Divine Simplicity
September 19, 2022The first installment in our explainer video series examines God's incommunicable attribute of "Divine Simplicity."
Our full explainer video series on the incommunicable attributes of God can be viewed on our Clearly Reformed YouTube channel. Click To Watch Now
The note below was written by Kevin at the time of the first video's release in September 2022.
Over the past few years I’ve noticed, along with other colleagues and friends in ministry, that while there is a lot of good written content out there from our Reformed neck of the woods, there isn’t nearly as much when it comes to video. Yes, there are plenty of recorded sermons, conference messages, and lecture series. But we don’t have a lot of short explainer videos, especially when it comes to theology and history.
So, about a year ago I started exploring what it would take to make a professional level explainer video for various topics and terms in systematic theology. I got a board together and started a ministry called Clearly Reformed. You may hear more about that in the weeks and months ahead. Initially the plan was to make a whole series of theological explainer videos. The good news: we got a great crew together to record a professional level video with teaching on the doctrine of divine simplicity. The bad news: it took a lot of time and a lot of money. The time and money aren’t anyone’s fault, that’s just what it takes to make a video like this. We tried one and learned what it takes.
The upshot is that the “pilot episode” on divine simplicity is the only video we’ve made as Clearly Reformed. We have other ideas for the ministry and other ideas for the explainer concept. We are exploring more time efficient and cost-effective ways (e.g., a new podcast, a teaching series) to deliver the same sort of theological content. I am under contract with Crossway to do a book that will include 260 short chapters on theological terms and themes. So a book is definitely in the works, hopefully other complementary projects too.
All that to say, we’ve had this video for several months now and haven’t been sure what to do with it.

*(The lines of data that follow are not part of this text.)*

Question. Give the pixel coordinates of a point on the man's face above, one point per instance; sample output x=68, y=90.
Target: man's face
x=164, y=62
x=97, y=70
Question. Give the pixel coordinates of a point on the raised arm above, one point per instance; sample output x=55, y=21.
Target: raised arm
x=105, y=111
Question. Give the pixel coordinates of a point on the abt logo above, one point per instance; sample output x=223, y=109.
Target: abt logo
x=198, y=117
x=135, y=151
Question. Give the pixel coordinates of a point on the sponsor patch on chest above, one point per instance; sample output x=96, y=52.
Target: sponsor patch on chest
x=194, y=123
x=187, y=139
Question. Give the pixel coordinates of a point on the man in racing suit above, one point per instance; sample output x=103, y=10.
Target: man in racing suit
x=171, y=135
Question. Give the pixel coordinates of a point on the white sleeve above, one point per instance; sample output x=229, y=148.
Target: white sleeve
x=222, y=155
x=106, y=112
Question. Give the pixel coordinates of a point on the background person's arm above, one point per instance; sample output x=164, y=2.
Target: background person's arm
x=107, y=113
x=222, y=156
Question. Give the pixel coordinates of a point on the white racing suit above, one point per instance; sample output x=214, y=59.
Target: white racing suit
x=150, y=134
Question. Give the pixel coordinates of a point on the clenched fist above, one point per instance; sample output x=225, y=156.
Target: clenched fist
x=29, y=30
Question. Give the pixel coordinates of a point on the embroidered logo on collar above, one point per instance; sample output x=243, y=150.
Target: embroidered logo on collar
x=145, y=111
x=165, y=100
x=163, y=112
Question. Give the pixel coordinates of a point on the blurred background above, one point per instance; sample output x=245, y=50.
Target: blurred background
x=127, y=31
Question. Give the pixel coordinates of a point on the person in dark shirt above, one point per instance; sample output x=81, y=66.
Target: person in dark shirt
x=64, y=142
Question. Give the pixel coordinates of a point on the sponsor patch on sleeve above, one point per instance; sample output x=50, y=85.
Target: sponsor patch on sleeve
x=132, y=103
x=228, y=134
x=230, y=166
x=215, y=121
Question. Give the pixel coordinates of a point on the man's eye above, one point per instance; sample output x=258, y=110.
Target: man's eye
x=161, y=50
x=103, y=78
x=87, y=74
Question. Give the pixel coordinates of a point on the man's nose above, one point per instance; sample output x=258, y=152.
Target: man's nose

But whether we make another video like this or (more likely) go in a different direction, we thought one video was better than zero videos! So take a look, and if the video is helpful for you or your church, feel free to use it.
Transcript
“We all believe in our hearts and confess with our mouths that there is a single and simple spiritual being, whom we call God.”
That’s the first line from the Belgic Confession (1561), one of the earliest and longest lasting confessions to come out of the Reformation. I wonder if you noticed those three words about God.
God is a single being, meaning there is only one God.
He is a spiritual being—that is, he’s not a material substance; he doesn’t have a body.
And God is a simple being.
That’s the tough one. What does that mean? The simplicity of God is a classic doctrine of the faith that most Christians have never heard of. By “simple” we do not mean God is slow or dim-witted. We do not mean that God is easy to understand.
Simple, as a divine attribute, is the opposite of compound. The simplicity of God means God is not made up of things. He doesn’t have parts, like a Lego tower. He isn’t a kitchen recipe with lots of ingredients.
Simplicity means we should not think of God as what you get when you combine goodness and mercy and justice and power and infinity and immutability and roll them all together into one divine being. This would make God the sum of his attributes, and it would make each of his attributes a certain percentage of God. And that would lead us to rank some attributes higher and more essential than others.
Have you ever heard people say, “God may have justice or have holiness, but God is love.” The implication being: love is the very nature of God, when these other attributes are only incidental qualities of God. But that’s not what God is like. The declaration “God is love” (1 John 4:8) is wonderful, good news, but it does not carry more metaphysical weight than “God is light” (1 John 1:5), “God is spirit” (John 4:24), “God is a consuming fire” (Heb. 12:29) or, for that matter, all that the Bible says about every other attribute.
God does not just have some attributes. God is whatever he has. Every attribute of God is identical with his essence. There is no attribute that attaches to him like a barnacle on a ship. He’s not a jigsaw puzzle of divine properties. He’s not a ball of duct tape with lots of attributes stuck to him.
The doctrine of divine simplicity matters because it helps us think about God in the right way. We should not first conceive of a class of beings called “God” and then we relate certain attributes to this particular God. God is in a class by himself. God is not a type of divine being, like a giraffe is a type of mammal. The Dutch theologian Herman Bavinck once remarked that if God were composed of parts like a body, or composed of genus and species, or composed of potential realities and actual realities, “then [God’s] perfection, oneness, independence, and immutability [could not] be maintained” (Reformed Dogmatics 2:176).
In other words, there is only one God. There is only one way to be God. And everything about this one God is absolutely essential to being God. That’s why we ought to believe in our hearts and confess with our mouths that God is simple.